Hosea
Hosea son of Beeri is the eighth-century prophet whose marriage to Gomer becomes the lived sign of Yahweh's covenant with Israel. The book that bears his name opens with a triple naming of children and ends, in chapter one, with a reversal that the apostle Paul will later cite as the warrant for calling Gentiles "my people."
The Prophet and His Times
The book opens by anchoring Hosea to four Judahite kings and one Israelite: "The word of Yahweh that came to Hosea the son of Beeri, in the days of Uzziah, Jotham, Ahaz, and Hezekiah, kings of Judah, and in the days of Jeroboam the son of Joash, king of Israel" (Hos 1:1). The reign-list straddles the eighth century and the long northern decline. His ministry begins under the prosperous reign of Jeroboam II and runs into the period of Judah's southern kings whose names dominate the prophetic corpus.
The Marriage Sign
The first divine word to him is not a sermon but a marriage. "When Yahweh spoke at the first by Hosea, Yahweh said to Hosea, Go, take to yourself a wife of whoring and children of whoring; for the land commits great whoring, [departing] from Yahweh" (Hos 1:2). The personal act and the national charge are one. He obeys: "So he went and took Gomer the daughter of Diblaim; and she became pregnant, and bore him a son" (Hos 1:3). The household becomes the prophecy.
The Three Children
Each child gets a name that is itself an oracle. The first son is Jezreel: "Call his name Jezreel; for yet a little while, and I will avenge the blood of Jezreel on the house of Jehu, and will cause the kingdom of the house of Israel to cease. And it will come to pass at that day, that I will break the bow of Israel in the valley of Jezreel" (Hos 1:4-5). The valley that Jehu's purge had drenched in blood becomes the site of the northern kingdom's military undoing.
The daughter is Lo-ruhamah, "not pitied": "Call her name Lo-ruhamah; for I will no more have mercy on the house of Israel, that I should in any wise pardon them" (Hos 1:6). And against that rejection of the north stands a counter-promise to the south: "But I will have mercy on the house of Judah, and will save them by [the Speech of] Yahweh their God, and will not save them by bow, nor by sword, nor by battle, by horses, nor by horsemen" (Hos 1:7).
The third child, weaned and then followed by a son, gets the bluntest name yet: Lo-ammi, "not my people." "Call his name Lo-ammi; for you⁺ are not my people, and [my Speech] will not be [with] you⁺" (Hos 1:9).
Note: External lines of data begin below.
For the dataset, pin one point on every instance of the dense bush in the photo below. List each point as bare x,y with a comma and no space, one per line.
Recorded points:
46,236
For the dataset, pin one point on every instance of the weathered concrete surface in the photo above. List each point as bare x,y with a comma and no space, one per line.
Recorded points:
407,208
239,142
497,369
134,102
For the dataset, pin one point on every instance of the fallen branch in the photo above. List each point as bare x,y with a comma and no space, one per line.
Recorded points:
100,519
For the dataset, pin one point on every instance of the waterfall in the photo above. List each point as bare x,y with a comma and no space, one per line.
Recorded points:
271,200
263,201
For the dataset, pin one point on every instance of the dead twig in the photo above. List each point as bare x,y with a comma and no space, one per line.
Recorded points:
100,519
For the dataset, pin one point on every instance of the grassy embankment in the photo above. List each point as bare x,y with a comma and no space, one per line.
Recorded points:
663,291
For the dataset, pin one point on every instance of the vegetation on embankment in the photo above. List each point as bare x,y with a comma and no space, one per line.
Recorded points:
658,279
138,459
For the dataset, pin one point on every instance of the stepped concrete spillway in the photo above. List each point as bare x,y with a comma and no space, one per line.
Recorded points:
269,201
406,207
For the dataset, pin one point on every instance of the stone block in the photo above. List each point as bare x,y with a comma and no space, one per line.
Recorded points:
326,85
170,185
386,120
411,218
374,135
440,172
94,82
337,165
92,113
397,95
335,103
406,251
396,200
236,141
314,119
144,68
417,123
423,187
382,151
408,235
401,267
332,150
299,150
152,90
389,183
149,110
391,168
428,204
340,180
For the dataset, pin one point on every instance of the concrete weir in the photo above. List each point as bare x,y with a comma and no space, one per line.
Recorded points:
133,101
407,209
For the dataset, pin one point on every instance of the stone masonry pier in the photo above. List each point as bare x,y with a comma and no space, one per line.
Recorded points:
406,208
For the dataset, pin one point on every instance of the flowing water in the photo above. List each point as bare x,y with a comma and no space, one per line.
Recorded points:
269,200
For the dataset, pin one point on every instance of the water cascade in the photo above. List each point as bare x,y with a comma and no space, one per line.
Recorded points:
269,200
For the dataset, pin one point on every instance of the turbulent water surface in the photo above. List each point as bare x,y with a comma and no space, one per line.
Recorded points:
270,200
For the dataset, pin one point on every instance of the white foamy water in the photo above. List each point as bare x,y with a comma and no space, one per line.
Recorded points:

The covenant formula — I will be your God and you shall be my people — is being negated in its third syllable.
The Reversal
The chapter does not end with rejection. The same Yahweh who has just renamed Israel "not my people" turns the renaming inside-out: "Yet the number of the sons of Israel will be as the sand of the sea, which can't be measured nor numbered; and it will come to pass that, in the place where it was said to them, You⁺ are not my people, it will be said to them, [You⁺ are] the sons of the living God" (Hos 1:10). The Abrahamic sand-of-the-sea promise is reasserted over the very people who have just lost their name. And the two kingdoms are pulled back together: "And the sons of Judah and the sons of Israel will be gathered together, and they will appoint themselves one head, and will go up from the land; for great will be the day of Jezreel" (Hos 1:11). Jezreel — a moment ago the place of Israel's broken bow — becomes the day of the gathered, single-headed people.
The Apostolic Citation
Paul reaches into Hosea for the language that authorizes God's call of Gentiles into the people of God: "As he says also in Hosea, I will call that my people, which was not my people; And her beloved, that was not beloved" (Rom 9:25). The Lo-ammi / Lo-ruhamah names are repurposed — the not-people becoming people, the not-beloved becoming beloved — and the prophet's domestic sign of judgment-and-mercy is read as the pattern of the gospel's reach.